Kastjesvinters en leurders
Venters en leurders waren eeuwenlang een vertrouwd gezicht in de straten en op de wegen in Zeeland. Sommigen hadden een houten kast op hun rug waarin zij hun verkoopwaar meedroegen, anderen vervoerden hun spullen in een kar die door een hond of paard werd getrokken. Ze hadden niet allemaal een even goede naam en werden soms ook door de overheden gedwarsboomd, maar op veel boerderijen waren de marskramers een geziene gast.
Groenteboer in Zeeuws-Vlaanderen omstreeks 1900. (ZB, Beeldbank Zeeland, foto A. van Overbeeke)
Groenteboer in Zeeuws-Vlaanderen omstreeks 1900. (ZB, Beeldbank Zeeland, foto A. van Overbeeke)

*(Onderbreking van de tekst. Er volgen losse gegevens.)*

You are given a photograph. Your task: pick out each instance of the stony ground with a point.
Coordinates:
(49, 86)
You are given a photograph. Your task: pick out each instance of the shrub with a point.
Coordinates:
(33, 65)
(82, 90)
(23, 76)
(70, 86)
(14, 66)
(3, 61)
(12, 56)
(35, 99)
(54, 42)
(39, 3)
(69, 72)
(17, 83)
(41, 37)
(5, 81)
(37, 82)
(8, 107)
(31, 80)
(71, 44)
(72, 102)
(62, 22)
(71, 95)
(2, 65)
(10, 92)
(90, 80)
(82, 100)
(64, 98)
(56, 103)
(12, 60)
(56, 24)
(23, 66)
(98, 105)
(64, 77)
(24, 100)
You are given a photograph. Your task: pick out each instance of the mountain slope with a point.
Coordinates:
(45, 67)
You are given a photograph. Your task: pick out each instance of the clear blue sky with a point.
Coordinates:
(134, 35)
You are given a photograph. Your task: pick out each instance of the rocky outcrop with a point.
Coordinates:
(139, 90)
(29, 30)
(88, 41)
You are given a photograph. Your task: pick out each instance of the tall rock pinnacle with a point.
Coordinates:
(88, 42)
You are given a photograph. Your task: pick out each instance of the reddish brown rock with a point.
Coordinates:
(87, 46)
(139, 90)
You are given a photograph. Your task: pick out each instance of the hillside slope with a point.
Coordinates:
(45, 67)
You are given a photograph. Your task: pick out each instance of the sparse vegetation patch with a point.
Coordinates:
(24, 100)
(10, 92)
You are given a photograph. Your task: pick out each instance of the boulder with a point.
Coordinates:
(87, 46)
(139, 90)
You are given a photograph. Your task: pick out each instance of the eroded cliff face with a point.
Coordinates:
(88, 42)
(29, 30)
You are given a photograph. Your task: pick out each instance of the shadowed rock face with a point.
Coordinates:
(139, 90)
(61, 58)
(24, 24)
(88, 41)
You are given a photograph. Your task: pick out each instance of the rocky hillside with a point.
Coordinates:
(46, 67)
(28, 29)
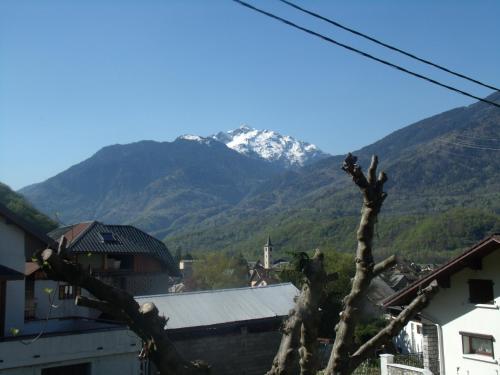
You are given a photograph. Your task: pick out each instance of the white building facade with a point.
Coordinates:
(65, 340)
(461, 325)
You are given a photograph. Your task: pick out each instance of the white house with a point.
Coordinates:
(41, 332)
(461, 325)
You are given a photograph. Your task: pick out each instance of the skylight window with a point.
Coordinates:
(107, 237)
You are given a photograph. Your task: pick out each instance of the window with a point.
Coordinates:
(69, 291)
(481, 291)
(108, 237)
(473, 343)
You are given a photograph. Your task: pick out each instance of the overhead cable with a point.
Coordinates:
(379, 42)
(367, 55)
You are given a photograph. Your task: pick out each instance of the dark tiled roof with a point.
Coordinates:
(467, 259)
(87, 237)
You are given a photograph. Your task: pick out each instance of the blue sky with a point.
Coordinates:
(77, 76)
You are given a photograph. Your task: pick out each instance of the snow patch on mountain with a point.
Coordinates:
(197, 138)
(271, 146)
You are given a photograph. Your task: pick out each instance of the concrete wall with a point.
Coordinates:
(108, 352)
(140, 284)
(12, 256)
(11, 246)
(409, 340)
(452, 310)
(236, 353)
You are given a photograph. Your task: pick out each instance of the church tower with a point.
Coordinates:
(268, 254)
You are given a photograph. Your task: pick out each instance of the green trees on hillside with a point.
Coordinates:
(20, 206)
(218, 271)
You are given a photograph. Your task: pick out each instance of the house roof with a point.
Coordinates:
(7, 273)
(27, 227)
(88, 237)
(469, 258)
(213, 307)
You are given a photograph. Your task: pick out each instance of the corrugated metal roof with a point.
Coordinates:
(199, 309)
(128, 240)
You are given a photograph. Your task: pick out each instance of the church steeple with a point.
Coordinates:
(268, 254)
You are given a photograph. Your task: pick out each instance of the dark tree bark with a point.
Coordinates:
(299, 340)
(300, 332)
(144, 320)
(345, 358)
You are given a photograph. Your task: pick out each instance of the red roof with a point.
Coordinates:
(469, 258)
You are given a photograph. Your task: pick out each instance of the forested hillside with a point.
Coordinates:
(20, 206)
(444, 194)
(199, 195)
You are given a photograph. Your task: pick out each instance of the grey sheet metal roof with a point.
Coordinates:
(211, 307)
(7, 273)
(128, 240)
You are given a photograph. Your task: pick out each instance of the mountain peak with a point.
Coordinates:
(271, 146)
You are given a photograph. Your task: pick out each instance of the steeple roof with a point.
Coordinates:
(269, 241)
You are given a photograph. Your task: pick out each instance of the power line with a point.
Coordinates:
(330, 40)
(379, 42)
(468, 145)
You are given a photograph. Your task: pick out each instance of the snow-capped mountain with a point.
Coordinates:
(270, 146)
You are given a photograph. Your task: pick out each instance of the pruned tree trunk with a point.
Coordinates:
(345, 358)
(300, 332)
(299, 340)
(144, 320)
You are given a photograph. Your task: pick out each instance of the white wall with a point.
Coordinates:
(452, 310)
(118, 354)
(65, 307)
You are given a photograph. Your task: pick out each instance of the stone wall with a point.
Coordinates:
(239, 353)
(139, 284)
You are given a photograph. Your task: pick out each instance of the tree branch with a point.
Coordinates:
(300, 332)
(373, 197)
(143, 320)
(392, 329)
(384, 265)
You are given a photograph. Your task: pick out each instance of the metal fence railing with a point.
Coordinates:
(413, 359)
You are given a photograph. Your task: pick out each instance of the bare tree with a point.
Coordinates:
(300, 329)
(145, 320)
(303, 321)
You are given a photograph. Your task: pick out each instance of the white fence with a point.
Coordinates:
(388, 367)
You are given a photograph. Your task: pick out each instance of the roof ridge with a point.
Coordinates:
(217, 290)
(432, 275)
(80, 235)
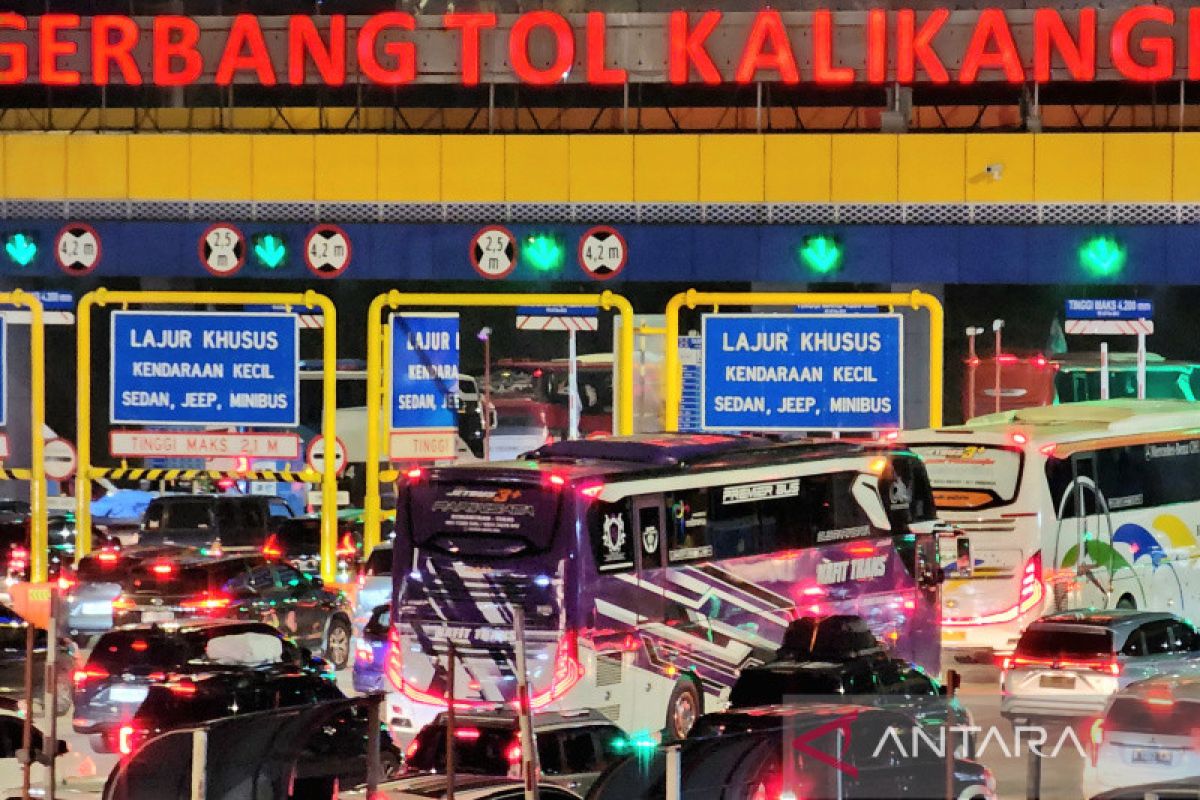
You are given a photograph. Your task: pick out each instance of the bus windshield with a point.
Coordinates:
(478, 521)
(967, 476)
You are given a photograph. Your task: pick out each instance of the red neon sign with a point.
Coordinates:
(1141, 43)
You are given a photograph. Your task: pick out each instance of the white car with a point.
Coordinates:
(375, 585)
(466, 787)
(1149, 734)
(1068, 665)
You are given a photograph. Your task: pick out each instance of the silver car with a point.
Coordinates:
(1068, 665)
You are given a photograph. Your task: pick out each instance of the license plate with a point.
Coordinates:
(1056, 681)
(1153, 756)
(127, 693)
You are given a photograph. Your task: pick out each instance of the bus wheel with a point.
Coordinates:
(683, 709)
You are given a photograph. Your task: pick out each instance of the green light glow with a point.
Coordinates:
(270, 251)
(1102, 256)
(21, 248)
(544, 252)
(821, 253)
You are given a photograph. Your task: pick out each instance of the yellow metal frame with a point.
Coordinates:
(101, 298)
(39, 545)
(376, 374)
(916, 300)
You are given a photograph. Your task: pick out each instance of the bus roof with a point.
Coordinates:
(1071, 422)
(657, 453)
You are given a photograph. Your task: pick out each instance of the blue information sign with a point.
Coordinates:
(231, 368)
(424, 371)
(1104, 308)
(802, 372)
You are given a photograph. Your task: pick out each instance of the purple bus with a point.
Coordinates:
(652, 569)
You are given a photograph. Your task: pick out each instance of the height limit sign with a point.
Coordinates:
(603, 252)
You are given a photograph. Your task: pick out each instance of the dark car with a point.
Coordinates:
(739, 756)
(213, 695)
(228, 522)
(126, 663)
(239, 587)
(371, 650)
(12, 663)
(573, 749)
(298, 542)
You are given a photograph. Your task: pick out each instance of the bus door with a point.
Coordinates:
(649, 546)
(1083, 518)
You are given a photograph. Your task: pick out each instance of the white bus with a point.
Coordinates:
(1081, 505)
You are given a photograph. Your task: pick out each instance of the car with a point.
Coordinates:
(375, 584)
(228, 522)
(370, 651)
(120, 671)
(573, 749)
(862, 751)
(1147, 734)
(12, 663)
(1067, 665)
(97, 583)
(838, 659)
(298, 542)
(239, 587)
(466, 787)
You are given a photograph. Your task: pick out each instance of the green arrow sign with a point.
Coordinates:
(270, 251)
(1102, 256)
(21, 248)
(821, 253)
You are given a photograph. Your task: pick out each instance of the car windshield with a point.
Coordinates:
(379, 563)
(479, 750)
(1065, 643)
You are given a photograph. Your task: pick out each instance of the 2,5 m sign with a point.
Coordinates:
(204, 368)
(802, 372)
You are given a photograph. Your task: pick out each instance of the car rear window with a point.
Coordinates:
(479, 750)
(1163, 716)
(167, 577)
(1066, 643)
(138, 650)
(300, 536)
(379, 563)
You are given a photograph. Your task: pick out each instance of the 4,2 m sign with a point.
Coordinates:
(204, 368)
(802, 372)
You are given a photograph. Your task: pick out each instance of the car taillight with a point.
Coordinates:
(271, 547)
(208, 602)
(125, 740)
(89, 673)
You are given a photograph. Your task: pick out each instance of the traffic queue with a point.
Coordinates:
(700, 608)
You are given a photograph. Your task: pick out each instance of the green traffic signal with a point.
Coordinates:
(544, 252)
(270, 251)
(821, 253)
(1102, 256)
(21, 248)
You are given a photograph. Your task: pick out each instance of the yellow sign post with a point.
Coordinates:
(376, 371)
(39, 545)
(691, 299)
(101, 298)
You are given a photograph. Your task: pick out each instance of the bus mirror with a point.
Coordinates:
(867, 493)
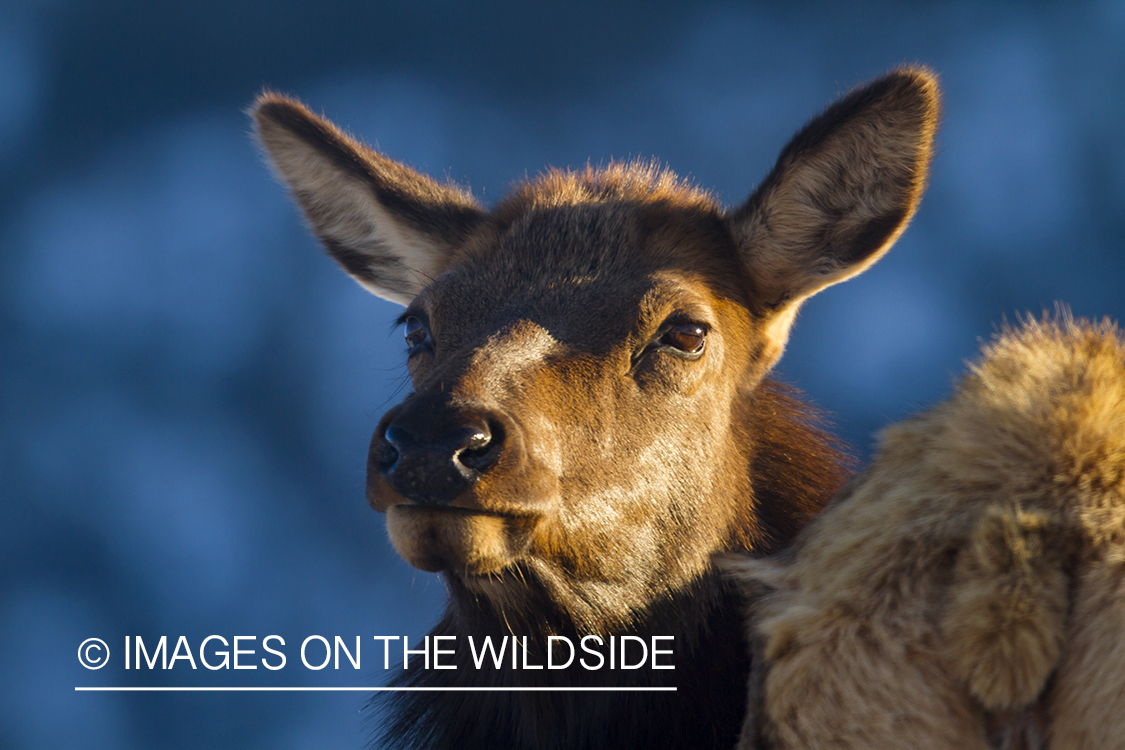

In de middeleeuwen stonden de rondtrekkende handelaren bekend als ‘mersenier’. Het woord ‘merse’ of ‘mars’ verwijst naar de gevlochten korf die deze handelslieden op hun rug meetorsten. In de late middeleeuwen moesten zij het wat betreft inkomsten en status afleggen tegen de handelaren die op een vaste plaats hun waren aanboden. Overheden verboden in de 17de eeuw het verkopen van bepaalde producten door leurders en ‘ommeloopers’. Niettemin heeft de reizende handel met venters en leurders nog tot ver in de 20ste eeuw bestaan.Tussen ‘leuren’ en ‘venten’ bestaat een subtiel verschil. Leuren wordt in het algemeen gebruikt voor verse producten die relatief snel verspreid worden omdat ze anders bederven. Bijvoorbeeld melk, vis en groenten. Venten betreft de handel in producten die minder aan bederf onderhevig zijn en over langere afstand worden vervoerd, zoals stoffen en steengoed. Zeker voor mensen op afgelegen boerderijen, ver van een dorp of stad, was de kastjesvinter een uitkomst. De houten kast die hij op zijn rug meedroeg, herbergde in de vele laatjes een keur aan waren, meest attributen die de boerin en meid goed konden gebruiken in het huishouden, bij het naai- en verstelwerk. Kastjesvinters gingen te voet, maar beschikten soms ook over een fiets of bakfiets. Andere leurders en venters bedienden zich van een kar, soms met een hond of paard daarvoor.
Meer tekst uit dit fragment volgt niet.